Automating denoising step by dada2

uth · October 9, 2019, 4:23am

Hi,

I’m analysing multiple data sets belonging to different bio-projects (The goal is to do Taxanomic assignment) and therefore I need to automate my workflow. I’m stuck at the denoising step of DADA2 where the parameters for “trun length” are passed from the interactive quality plot that is generated at the demultiplexing step.

Is there a way to pass on the values for the parameters in the denoising step without manually interpreting the interactive quality plot?

Any advice is highly appreciated!

Thanks in advance!

jwdebelius · October 9, 2019, 7:40am

Hi @uth,

You can pick a default trim length and then just pass that parameter. I tend to go project-by-project and pick one i think makes sense, but you can just choose. When you pass the value into the command line, the computer doesn't know if you checked it manually, always use a standard, or this one came to you in a dream. (Although perhaps its better if not everyone has dreams.)

The reason to be cautious (and maybe a little bit conservative) with this is that if you pick a value you don't like in the end, you will need to re-process.

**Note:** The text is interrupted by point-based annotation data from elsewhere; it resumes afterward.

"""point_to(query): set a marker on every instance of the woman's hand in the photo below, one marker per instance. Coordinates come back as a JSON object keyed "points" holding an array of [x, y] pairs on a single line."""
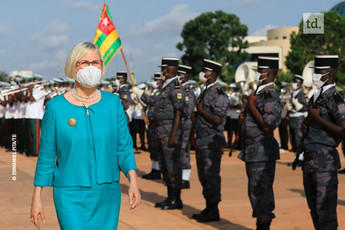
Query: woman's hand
{"points": [[133, 191], [37, 208]]}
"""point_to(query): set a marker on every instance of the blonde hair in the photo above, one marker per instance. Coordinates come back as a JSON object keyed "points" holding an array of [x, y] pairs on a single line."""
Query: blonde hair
{"points": [[77, 52]]}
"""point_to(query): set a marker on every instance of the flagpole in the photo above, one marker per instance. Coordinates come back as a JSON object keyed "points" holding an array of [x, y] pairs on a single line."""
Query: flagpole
{"points": [[131, 77]]}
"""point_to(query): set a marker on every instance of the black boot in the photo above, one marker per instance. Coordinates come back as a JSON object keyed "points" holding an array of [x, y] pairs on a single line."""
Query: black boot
{"points": [[263, 225], [153, 175], [166, 201], [185, 184], [175, 202], [210, 213]]}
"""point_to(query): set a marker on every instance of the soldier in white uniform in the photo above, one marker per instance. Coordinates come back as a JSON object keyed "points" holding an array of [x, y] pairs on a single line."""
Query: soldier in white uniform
{"points": [[34, 114]]}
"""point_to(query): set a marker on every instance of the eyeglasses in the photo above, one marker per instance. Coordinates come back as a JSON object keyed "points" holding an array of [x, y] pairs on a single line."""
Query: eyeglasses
{"points": [[96, 63]]}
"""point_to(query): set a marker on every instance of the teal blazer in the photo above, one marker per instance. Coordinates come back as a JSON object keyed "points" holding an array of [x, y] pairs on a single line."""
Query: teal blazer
{"points": [[64, 154]]}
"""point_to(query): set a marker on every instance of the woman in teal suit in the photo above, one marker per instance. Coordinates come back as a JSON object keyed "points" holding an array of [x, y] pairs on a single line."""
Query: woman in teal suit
{"points": [[84, 142]]}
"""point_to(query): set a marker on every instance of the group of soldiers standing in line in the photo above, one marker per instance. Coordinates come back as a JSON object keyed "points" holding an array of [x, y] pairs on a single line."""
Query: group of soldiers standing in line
{"points": [[175, 109], [316, 129]]}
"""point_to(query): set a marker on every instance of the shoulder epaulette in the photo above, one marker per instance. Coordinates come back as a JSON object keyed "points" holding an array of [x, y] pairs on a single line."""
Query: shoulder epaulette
{"points": [[267, 93], [177, 85], [337, 97]]}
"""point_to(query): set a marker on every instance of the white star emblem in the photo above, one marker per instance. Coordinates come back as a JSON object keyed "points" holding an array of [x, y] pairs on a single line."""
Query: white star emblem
{"points": [[105, 22]]}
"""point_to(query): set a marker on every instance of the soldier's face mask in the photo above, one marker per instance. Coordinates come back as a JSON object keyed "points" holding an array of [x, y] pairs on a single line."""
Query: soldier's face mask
{"points": [[155, 84], [117, 82], [202, 77], [317, 79], [257, 79], [294, 86]]}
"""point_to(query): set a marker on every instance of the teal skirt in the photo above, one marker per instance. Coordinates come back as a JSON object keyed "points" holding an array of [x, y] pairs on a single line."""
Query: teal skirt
{"points": [[97, 207]]}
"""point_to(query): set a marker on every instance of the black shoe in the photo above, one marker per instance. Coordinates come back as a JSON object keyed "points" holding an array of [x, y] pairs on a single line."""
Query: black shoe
{"points": [[263, 226], [185, 184], [143, 148], [153, 175], [196, 216], [173, 204], [299, 163], [163, 203], [341, 171], [207, 215]]}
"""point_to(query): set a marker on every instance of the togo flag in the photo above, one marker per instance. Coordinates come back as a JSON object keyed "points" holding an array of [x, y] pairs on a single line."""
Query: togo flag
{"points": [[106, 37]]}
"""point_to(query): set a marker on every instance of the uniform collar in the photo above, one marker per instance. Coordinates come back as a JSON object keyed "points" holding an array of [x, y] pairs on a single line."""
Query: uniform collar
{"points": [[324, 90], [294, 93], [210, 85], [263, 87], [168, 81]]}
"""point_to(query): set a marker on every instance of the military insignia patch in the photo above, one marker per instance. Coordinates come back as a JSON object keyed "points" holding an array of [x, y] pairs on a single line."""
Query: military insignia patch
{"points": [[72, 122]]}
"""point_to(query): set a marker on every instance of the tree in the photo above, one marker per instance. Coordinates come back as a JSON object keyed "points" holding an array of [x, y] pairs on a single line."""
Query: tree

I tend to select a trim-length on a project-by-project basis, so, for instance, for a meta analysis, I'd select one trim length, and for a different, I might select another.

Best,
Justine

the_dummy · October 9, 2019, 11:32am

Well, I’m working on a project that I’m going to need to automatize denoising step some day, too. I have thought about it but I’m stuck at one point.
I’m working with paired end reads. Let’s say I want to truncate at the position where the quality goes below 20, but what if the reads doesn’t overlap? How can I get around this problem? I couldn’t figure this out, yet.
If someone has an opinion about this, please share. If I come up with a solution, I will definitely share with all of you.

ChrisKeefe · October 9, 2019, 7:36pm

@the_dummy, if your data is consistently exploring the same amplicons, you could probably script a solution that calculated a minimum trim-length for forward and reverse based on max target amplicon length, read length, and the need for 20+ characters of overlap. Additionally, I think DADA2 filter and trim has a parameter for truncating anything below a given quality score. Not sure how that works under the hood, but it might be worth looking into.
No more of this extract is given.